# 7 years? - This week I made major progress



## 106473 (Feb 7, 2017)

Odd for me to make this short. It's not full recovery, not yet, but things have got real clear.

I have been diagnosed as having "Over Stimulation Anxiety", it often isn't felt but means it's on fight or flight all day, they are changing medications to sort this out and crash the stimulation I have from anxiety.

I realise this is so true, because after 3 days in hospital, feeling all alone, 4 walls, I was past it, emotionally, physically shaking bad, massive eyes, heart rate of 137, but a blank mind with no thoughts... so what changed?

Well it basically broke me, seeing many doctors and all the tests, I am drained. Not seeing anyone in hospital, it gets long, twice I walked out the front and just broke down and cried, hit rock bottom.. so i couldn't believe when I walked around the hospital towards the end of my stay and i was like "i'm walking in first person", it's just snapped, my vision changed, I now feel in the moment, like many, I didn't have any relief, it was just an hour of staring around... thinking.

I went for a shower in hospital after this, looked at the mirror and I was back, I looked different and I was connected. Again, this was like, oh.

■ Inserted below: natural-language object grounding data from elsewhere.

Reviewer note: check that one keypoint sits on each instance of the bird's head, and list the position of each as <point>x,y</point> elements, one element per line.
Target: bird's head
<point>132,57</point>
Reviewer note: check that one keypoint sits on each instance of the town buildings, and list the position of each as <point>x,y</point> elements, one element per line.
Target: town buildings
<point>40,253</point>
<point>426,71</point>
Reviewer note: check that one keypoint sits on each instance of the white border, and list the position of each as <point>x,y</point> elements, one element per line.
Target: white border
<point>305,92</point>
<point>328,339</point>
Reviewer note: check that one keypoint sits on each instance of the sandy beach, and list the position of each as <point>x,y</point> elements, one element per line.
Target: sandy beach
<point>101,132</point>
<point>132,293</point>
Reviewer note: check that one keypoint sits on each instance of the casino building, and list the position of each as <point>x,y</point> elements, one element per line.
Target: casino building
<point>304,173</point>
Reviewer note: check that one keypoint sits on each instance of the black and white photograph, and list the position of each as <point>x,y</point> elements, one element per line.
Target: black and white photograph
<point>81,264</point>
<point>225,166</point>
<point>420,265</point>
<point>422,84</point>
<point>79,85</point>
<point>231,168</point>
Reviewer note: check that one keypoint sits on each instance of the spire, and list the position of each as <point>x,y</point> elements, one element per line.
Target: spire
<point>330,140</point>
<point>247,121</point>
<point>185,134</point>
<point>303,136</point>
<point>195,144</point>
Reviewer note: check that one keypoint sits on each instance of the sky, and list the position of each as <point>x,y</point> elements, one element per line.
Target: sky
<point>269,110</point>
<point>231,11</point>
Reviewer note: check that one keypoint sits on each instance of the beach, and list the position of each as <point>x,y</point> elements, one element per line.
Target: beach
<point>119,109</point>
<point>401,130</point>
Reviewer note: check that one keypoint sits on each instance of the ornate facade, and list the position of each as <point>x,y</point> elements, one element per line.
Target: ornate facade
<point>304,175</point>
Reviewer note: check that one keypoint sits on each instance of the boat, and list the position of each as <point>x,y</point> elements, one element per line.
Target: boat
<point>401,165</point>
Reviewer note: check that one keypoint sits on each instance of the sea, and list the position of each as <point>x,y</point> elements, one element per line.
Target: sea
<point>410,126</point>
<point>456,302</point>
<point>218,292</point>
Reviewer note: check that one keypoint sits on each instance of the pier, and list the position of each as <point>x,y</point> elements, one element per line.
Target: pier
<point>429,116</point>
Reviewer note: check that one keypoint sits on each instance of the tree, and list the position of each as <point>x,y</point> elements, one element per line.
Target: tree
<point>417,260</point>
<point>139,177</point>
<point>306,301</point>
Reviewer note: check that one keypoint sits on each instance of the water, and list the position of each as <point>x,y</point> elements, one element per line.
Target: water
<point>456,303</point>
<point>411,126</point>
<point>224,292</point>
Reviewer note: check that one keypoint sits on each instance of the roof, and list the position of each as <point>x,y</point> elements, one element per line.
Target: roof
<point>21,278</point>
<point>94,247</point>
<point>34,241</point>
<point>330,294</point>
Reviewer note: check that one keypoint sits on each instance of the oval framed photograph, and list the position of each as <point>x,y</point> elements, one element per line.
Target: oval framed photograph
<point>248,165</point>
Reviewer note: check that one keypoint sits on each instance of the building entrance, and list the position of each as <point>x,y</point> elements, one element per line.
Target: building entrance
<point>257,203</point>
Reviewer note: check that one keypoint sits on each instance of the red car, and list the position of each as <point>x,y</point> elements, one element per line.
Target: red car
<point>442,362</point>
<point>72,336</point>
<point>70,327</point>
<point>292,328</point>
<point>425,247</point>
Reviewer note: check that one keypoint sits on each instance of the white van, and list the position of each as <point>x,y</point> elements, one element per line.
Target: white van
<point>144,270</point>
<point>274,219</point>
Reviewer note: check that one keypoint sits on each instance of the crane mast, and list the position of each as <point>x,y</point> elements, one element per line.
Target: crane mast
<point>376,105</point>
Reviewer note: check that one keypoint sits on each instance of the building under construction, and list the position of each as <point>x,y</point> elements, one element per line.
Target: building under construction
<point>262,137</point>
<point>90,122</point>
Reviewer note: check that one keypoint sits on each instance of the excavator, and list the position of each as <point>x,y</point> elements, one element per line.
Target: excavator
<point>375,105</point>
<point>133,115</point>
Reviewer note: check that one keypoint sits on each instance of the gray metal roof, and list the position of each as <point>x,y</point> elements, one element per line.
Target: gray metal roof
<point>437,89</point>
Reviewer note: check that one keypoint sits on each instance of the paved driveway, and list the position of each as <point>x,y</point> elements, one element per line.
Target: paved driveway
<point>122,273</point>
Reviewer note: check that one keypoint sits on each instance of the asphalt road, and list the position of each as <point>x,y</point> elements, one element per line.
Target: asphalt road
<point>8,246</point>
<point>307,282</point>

Now already I am like, I can't really imagine any other way.. already, it's like, this is what normal life is like, now I feel so much more emotions.. it's raw, the anxiety is super high but it's my body letting the emotional block break, it's gonna happen slowly, but i can feel it's coming, been a few days in my body now, it's not going anywhere, i'm back to first person, emotions of suicide, loneliness, shame, regret, all those things are up front, but i wanna feel, my talk therapist agrees, it's gonna be intense or is anyway, but I got to let the emotions flow, to get myself back, in a way this is the start, or a big kick step to normality.

Medication - Lorazepam and Beta Blockers for the stimulation.

Reason this happened? - Broke the emotional barrier with a break down, a proper one, haven't cried in years. God it was good.

For me, only thing left is depression and anxiety, DP is slipping away, already I find things like playing drums so easy in comparison, i got admitted on Wednesday 6am after no sleep, out Friday, so this has happened really fast.

100% recovery story coming up, i've been told to get off all screens, my stress level is through the roof, time to take a bit of time out and just enjoy life again.

Oh and Meds are getting added for depression Abilify is what they are thinking.

Love you guys and girls

[Redacted]


----------



## Broken (Jan 1, 2017)

Good news man glad you are on the mend. The darkest hour always comes before the dawn

I tried beta blockers once but it made my heart beat really hard on exertion or exercise. Haven't tried lorazepam though, might have to give it a go.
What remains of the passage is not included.